Although the Appellants complain that the second sale will divest them of their interests at the hands of a private entity, the municipal appellants have the same opportunity to buy the property by competing with GLS. Section 33, penultimate paragraph. While this may not present a practical or administratively feasible recourse for those municipalities, the General Assembly apparently considered the predicament of municipalities with competing claims. Regardless of whether the party seeking the second sale is a municipality or a private direct assignee of a municipality, other parties with judgment liens, including municipalities such as the school district and borough in this case, are in the same position. The fact of GLS’s status as a private entity is irrelevant in the end.
Based upon the foregoing, we affirm the order of the trial court.6
ORDER
AND NOW, this 15th day of May 2006, the order of the Court of Common Pleas of Allegheny County in the above-captioned appeals is affirmed.
. Scire facias is an in rem proceeding by which a lien holder, such as a municipality obtains a judgment on the lien. Shapiro v. Center Township, Butler County, 159 Pa. Cmwlth. 82, 632 A.2d 994, 996-7 (1993), petition for allowance of appeal denied, 537 Pa. 635, 642 A.2d 488 (1994).

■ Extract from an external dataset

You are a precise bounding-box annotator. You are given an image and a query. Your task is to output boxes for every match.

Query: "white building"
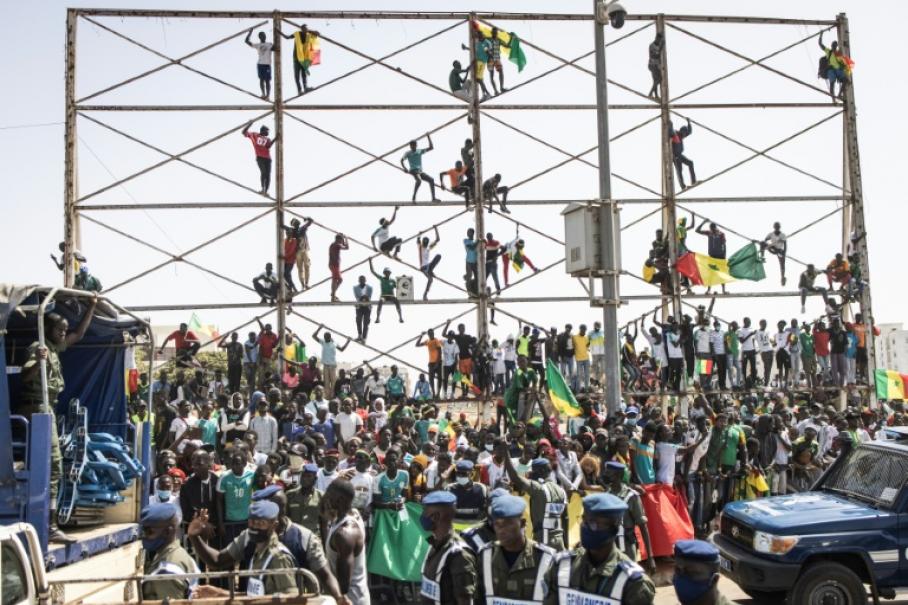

. In 2003, after the Appellants challenged the sales, the General Assembly amended Section 33 by the Act of August 14, 2003, P.L. 83.
. As will be discussed below, it is by no means certain that GLS would be able to obtain the properties free and clear for only costs.
. As this Court noted in Maierhoffer, 730 A.2d at 550, n. 11, the term "use plaintiff” is used to describe a contractor who performs some required improvement for the municipality on private property, an example of which might be sidewalk improvements or curb cuts. Under the Act such contractors are to be paid from a municipal assessment of the property owner, and when the property owner fails to pay the assessment, the contractor may not sue the municipality, but obtains a lien for which he can file a claim under the Act.
. Formerly found at 53 P.S. § 2052.
. As noted in footnote 2 of this opinion, the General Assembly amended Section 33 in 2003. The Appellants argue that the courts cannot apply the amended version of Section 33 to the present case, because it would constitute unconstitutional retroactive application. However, the trial court based its decision on the former version of the Act, and it is upon this version that the Court bases its opinion. Further, as GLS points out, no party raised the question of whether the trial court should apply the new version. Accordingly, we decline to address this issue. We also do not address GLS's argument that the School District and the Borough lack standing to appeal. GLS did not raise this issue before the trial court. In Pennsylvania, unlike the federal courts, standing is not jurisdictional, and accordingly we cannot address it sua sponte. Because GLS did not raise the issue, we deem it waived.